Mistress Stagg’s tongue went as fast as her needle: “And Deborah is asleep! Poor soul! she’s sadly changed from what she was in old England thirteen years ago. As neat a shape as you would see in a day’s journey, with the prettiest color, and eyes as bright as those marcasite buttons! And she saw the best of company at my Lady Squander’s,—no lack there of kisses and guineas and fine gentlemen, you may be sure! There’s a deal of change in this mortal world, and it’s generally for the worse. Here, child, you may whip this lace on Mr. Lightfoot’s ruffles. I think myself lucky, I can tell you, that there are so few women in Cato. If ’tweren’t so, I should have to go on myself; for since poor, dear, pretty Jane Day died of the smallpox, and Oriana Jordan ran away with the rascally Bridewell fellow that we bought to play husbands’ parts, and was never heard of more, but is supposed to have gotten clean off to Barbadoes by favor of the master of the Lady Susan, we have been short of actresses. But in this play there are only Marcia and Lucia. ’It is extremely fortunate, my dear,’ said I to Mirabell this very morning, ’that in this play, which is the proper compliment to a great gentleman just taking office, Mr. Addison should have put no more than two women.’ And Mirabell says—Don’t put the lace so full, child; ’twon’t go round.”

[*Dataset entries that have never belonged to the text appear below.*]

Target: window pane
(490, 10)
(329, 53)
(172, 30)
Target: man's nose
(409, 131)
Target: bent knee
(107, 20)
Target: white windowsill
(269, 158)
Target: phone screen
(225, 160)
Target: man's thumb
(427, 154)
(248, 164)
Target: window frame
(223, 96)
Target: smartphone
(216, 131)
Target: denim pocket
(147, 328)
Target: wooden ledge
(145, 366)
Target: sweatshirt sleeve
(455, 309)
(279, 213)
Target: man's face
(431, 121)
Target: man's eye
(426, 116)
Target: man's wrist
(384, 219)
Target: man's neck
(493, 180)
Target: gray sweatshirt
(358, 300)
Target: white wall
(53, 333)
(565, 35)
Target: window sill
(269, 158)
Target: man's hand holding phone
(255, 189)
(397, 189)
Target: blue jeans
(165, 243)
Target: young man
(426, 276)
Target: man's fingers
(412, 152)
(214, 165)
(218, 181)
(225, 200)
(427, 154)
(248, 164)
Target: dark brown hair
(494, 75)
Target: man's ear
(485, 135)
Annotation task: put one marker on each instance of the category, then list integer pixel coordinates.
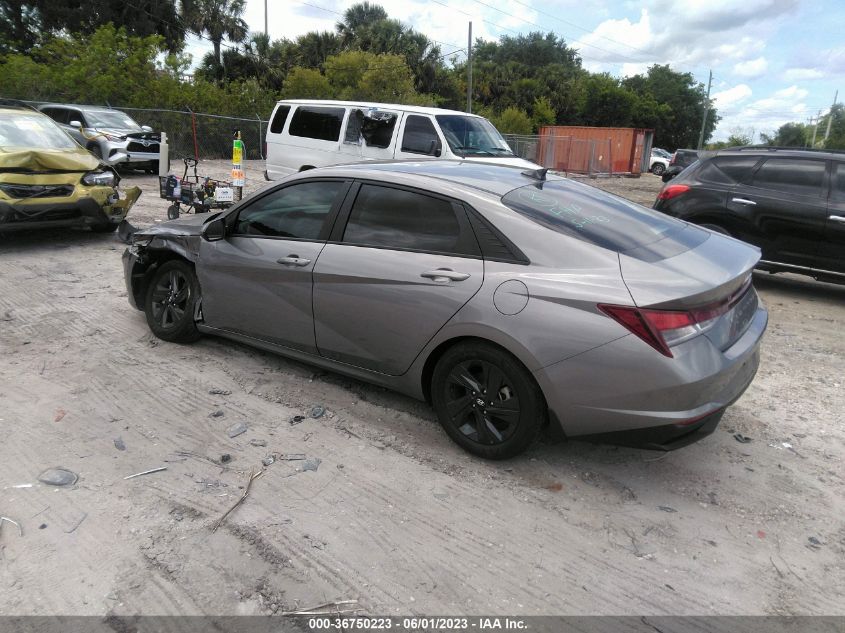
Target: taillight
(672, 191)
(664, 328)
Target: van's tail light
(672, 191)
(664, 328)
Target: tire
(717, 229)
(108, 227)
(497, 427)
(170, 300)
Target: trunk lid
(712, 277)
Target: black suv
(681, 159)
(788, 202)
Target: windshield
(112, 119)
(32, 131)
(591, 215)
(472, 136)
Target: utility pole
(816, 128)
(706, 111)
(469, 69)
(830, 118)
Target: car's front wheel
(487, 401)
(171, 299)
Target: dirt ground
(393, 514)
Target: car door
(786, 203)
(833, 246)
(257, 282)
(418, 138)
(404, 263)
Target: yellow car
(48, 180)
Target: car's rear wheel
(171, 299)
(487, 401)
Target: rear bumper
(625, 392)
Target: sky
(773, 61)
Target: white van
(304, 134)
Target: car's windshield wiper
(474, 149)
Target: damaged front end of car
(46, 189)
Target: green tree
(219, 19)
(678, 123)
(513, 121)
(307, 83)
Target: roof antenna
(536, 174)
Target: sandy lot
(394, 516)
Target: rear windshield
(590, 214)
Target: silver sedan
(515, 301)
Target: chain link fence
(565, 153)
(199, 135)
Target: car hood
(189, 225)
(44, 160)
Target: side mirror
(214, 231)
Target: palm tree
(219, 19)
(357, 16)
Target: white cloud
(802, 74)
(752, 68)
(732, 96)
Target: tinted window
(797, 176)
(728, 169)
(298, 211)
(838, 188)
(419, 134)
(590, 214)
(393, 218)
(314, 122)
(278, 123)
(377, 128)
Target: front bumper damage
(86, 206)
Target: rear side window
(406, 220)
(295, 212)
(728, 170)
(278, 122)
(419, 136)
(796, 176)
(317, 122)
(590, 214)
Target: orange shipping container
(594, 150)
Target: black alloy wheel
(171, 299)
(487, 401)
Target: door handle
(442, 275)
(744, 201)
(293, 260)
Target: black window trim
(292, 115)
(824, 190)
(461, 215)
(231, 218)
(401, 141)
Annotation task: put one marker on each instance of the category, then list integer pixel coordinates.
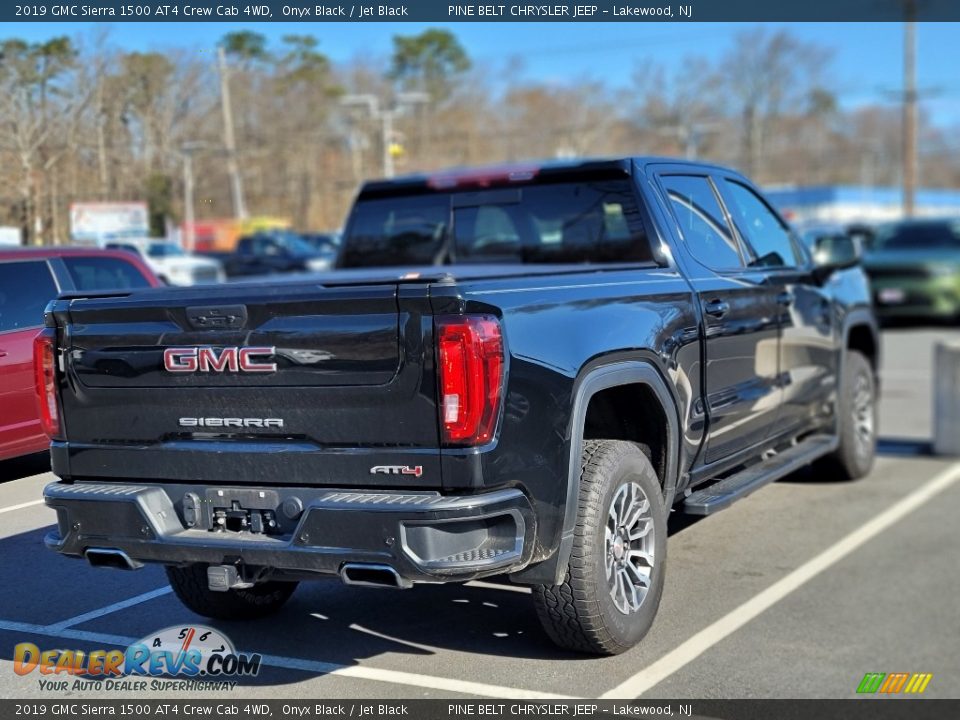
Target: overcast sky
(867, 56)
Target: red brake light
(45, 381)
(470, 352)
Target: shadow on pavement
(24, 466)
(904, 447)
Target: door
(740, 311)
(808, 353)
(25, 289)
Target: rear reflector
(45, 381)
(470, 352)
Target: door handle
(716, 308)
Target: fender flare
(588, 384)
(856, 317)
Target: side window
(769, 240)
(25, 290)
(701, 221)
(103, 273)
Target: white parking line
(122, 605)
(496, 586)
(11, 508)
(359, 672)
(740, 616)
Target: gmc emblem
(209, 359)
(397, 470)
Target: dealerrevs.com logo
(196, 656)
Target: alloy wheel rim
(863, 416)
(629, 548)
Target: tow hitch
(233, 510)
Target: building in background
(96, 223)
(850, 203)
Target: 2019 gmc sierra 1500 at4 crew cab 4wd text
(513, 371)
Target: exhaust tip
(111, 557)
(372, 576)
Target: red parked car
(29, 279)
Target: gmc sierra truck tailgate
(293, 383)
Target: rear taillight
(470, 357)
(45, 380)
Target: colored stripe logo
(894, 683)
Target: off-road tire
(190, 585)
(580, 614)
(854, 458)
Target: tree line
(81, 120)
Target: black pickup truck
(514, 371)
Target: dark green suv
(914, 268)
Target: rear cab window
(104, 273)
(702, 222)
(770, 243)
(26, 286)
(576, 221)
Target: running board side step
(721, 495)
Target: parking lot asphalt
(796, 591)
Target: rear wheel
(857, 420)
(613, 582)
(189, 583)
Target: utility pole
(236, 187)
(909, 107)
(385, 117)
(189, 236)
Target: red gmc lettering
(180, 359)
(207, 359)
(247, 364)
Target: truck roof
(521, 172)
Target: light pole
(229, 141)
(385, 117)
(909, 108)
(187, 150)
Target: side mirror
(835, 252)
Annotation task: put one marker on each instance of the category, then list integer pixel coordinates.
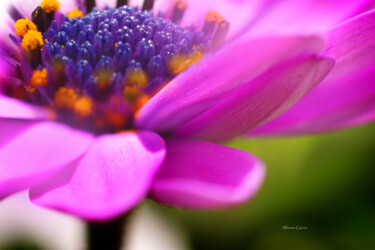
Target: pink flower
(284, 69)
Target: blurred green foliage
(322, 182)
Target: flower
(96, 116)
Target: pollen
(65, 98)
(180, 62)
(39, 78)
(22, 26)
(49, 6)
(83, 106)
(213, 17)
(32, 40)
(136, 77)
(75, 13)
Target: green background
(322, 182)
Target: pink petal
(31, 152)
(305, 16)
(215, 76)
(15, 109)
(201, 175)
(258, 101)
(239, 13)
(111, 178)
(346, 97)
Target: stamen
(148, 4)
(39, 78)
(38, 19)
(220, 34)
(180, 62)
(65, 98)
(22, 26)
(121, 3)
(83, 106)
(75, 13)
(32, 40)
(179, 9)
(90, 4)
(136, 77)
(49, 6)
(212, 19)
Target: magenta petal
(32, 152)
(347, 96)
(16, 109)
(258, 101)
(112, 177)
(215, 76)
(305, 16)
(201, 175)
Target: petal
(111, 178)
(215, 76)
(15, 109)
(347, 94)
(258, 101)
(201, 175)
(31, 152)
(313, 16)
(336, 105)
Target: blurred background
(319, 194)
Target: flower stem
(106, 235)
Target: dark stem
(106, 235)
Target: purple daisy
(102, 106)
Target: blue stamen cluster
(117, 41)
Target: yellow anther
(213, 16)
(32, 40)
(136, 77)
(22, 26)
(75, 13)
(65, 98)
(131, 93)
(83, 106)
(49, 6)
(180, 62)
(116, 119)
(140, 102)
(39, 78)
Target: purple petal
(201, 175)
(31, 152)
(313, 16)
(112, 177)
(15, 109)
(346, 97)
(215, 76)
(258, 101)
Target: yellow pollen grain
(65, 98)
(180, 62)
(39, 78)
(140, 102)
(136, 77)
(83, 106)
(75, 13)
(22, 26)
(49, 6)
(32, 40)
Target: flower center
(96, 70)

“A chair is stopping at the gate,” said Audrey, who sat by the window. “There’s a lady in it.”
The chair was a very fine painted one, borne by two gayly dressed negroes, and escorted by a trio of beribboned young gentlemen, prodigal of gallant speeches, amorous sighs, and languishing glances. Mistress Stagg looked, started up, and, without waiting to raise from the floor the armful of delicate silk which she had dropped, was presently curtsying upon the doorstep.
The bearers set down their load. One of the gentlemen opened the chair door with a flourish, and the divinity, compressing her hoop, descended. A second cavalier flung back Mistress Stagg’s gate, and the third, with a low bow, proffered his hand to conduct the fair from the gate to the doorstep. The lady shook her head; a smiling word or two, a slight curtsy, the wave of a painted fan, and her attendants found themselves dismissed. She came up the path alone, slowly, with her head a little bent. Audrey, watching her from the window, knew who she was, and her heart beat fast. If this lady were in town, then so was he; he would not have stayed behind at Westover. She would have left the room, but there was not time. The mistress of the house, smiling and obsequious, fluttered in, and Evelyn Byrd followed.
There had been ordered for her a hood of golden tissue, with wide and long streamers to be tied beneath the chin, and she was come to try it on. Mistress Stagg had it all but ready,—there was only the least bit of stitchery; would Mistress Evelyn condescend to wait a very few minutes? She placed a chair, and the lady sank into it, finding the quiet of the shadowed room pleasant enough after the sunlight and talkativeness of the world without. Mistress Stagg, in her role of milliner, took the gauzy trifle, called by courtesy a hood, to the farthest window, and fell busily to work.